The investors in bonds may also face event risk, i.e., the risk that the issuer will not be able to meet its interest and principal payment obligations due to a major event that impacts its financial condition. There are three broad categories of event risk:
- A natural disaster such as an earthquake, a flood or fire in the factory. As an example, imagine an earthquake destroys lots of property in a region. The bonds issued by insurers in that area will be hit because these insurers will have to make huge settlements for the policyholders.
- Merger and Acquisition or Corporate Restructuring: In such an event the company may face ratings downgrade exposing the company to downgrade risk. The company’s overall debt burden may increase due to either issuing new debt or debt that comes as a part of takeover.
- Regulatory changes such as imposition of a new tax or government’s decision to divest from certain securities can also impair an issuer’s ability to meet its obligations.
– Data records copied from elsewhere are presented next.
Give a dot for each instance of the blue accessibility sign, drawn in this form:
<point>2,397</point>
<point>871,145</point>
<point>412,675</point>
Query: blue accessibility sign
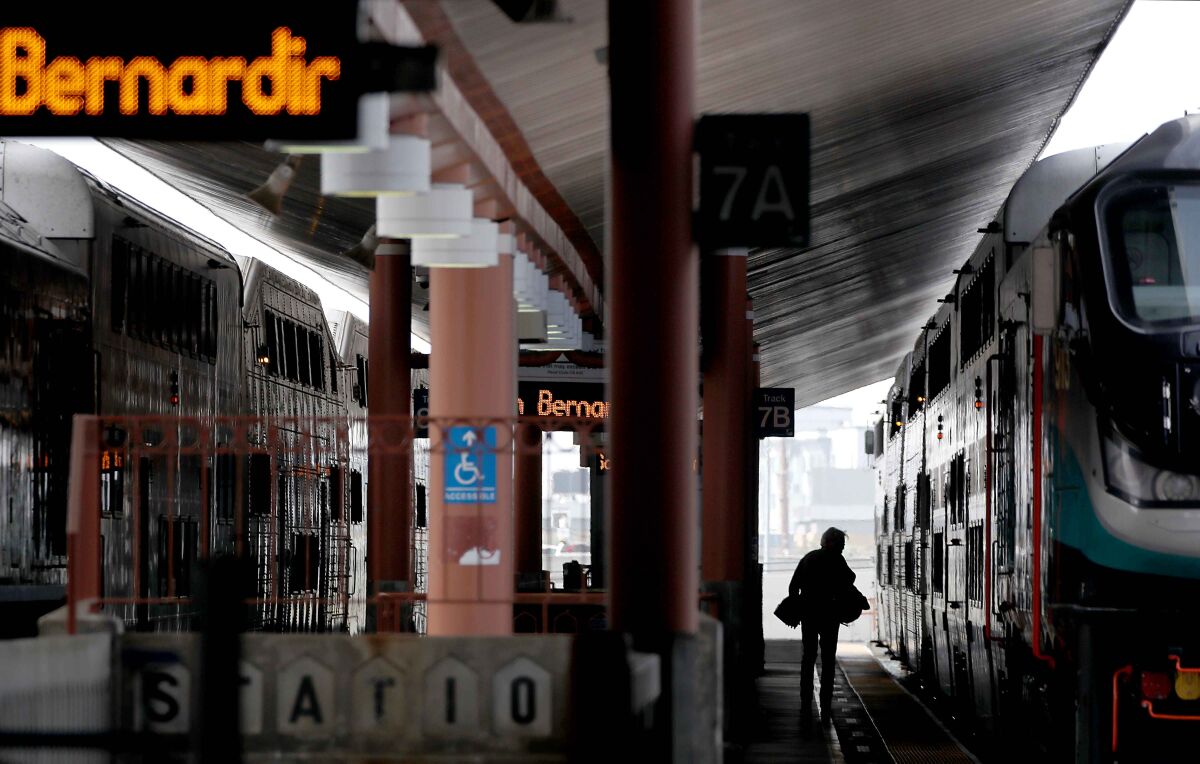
<point>471,465</point>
Regulatory risk can come in a variety of forms and affects almost all companies.
Sovereign risk occurs in bonds held by a portfolio manager that are issued by foreign entities, for example, an American investor holding a bond issued by Japanese Government bond. The risk occurs due to the fact that the foreign government may default on its obligation, or takes some action that restricts the issuer to meet its bond obligations. Sovereign risk can take primarily two forms: 1) the foreign government is just unwilling to pay its debt (repudiation). 2) the government is unable to pay due to unfavourable economic conditions.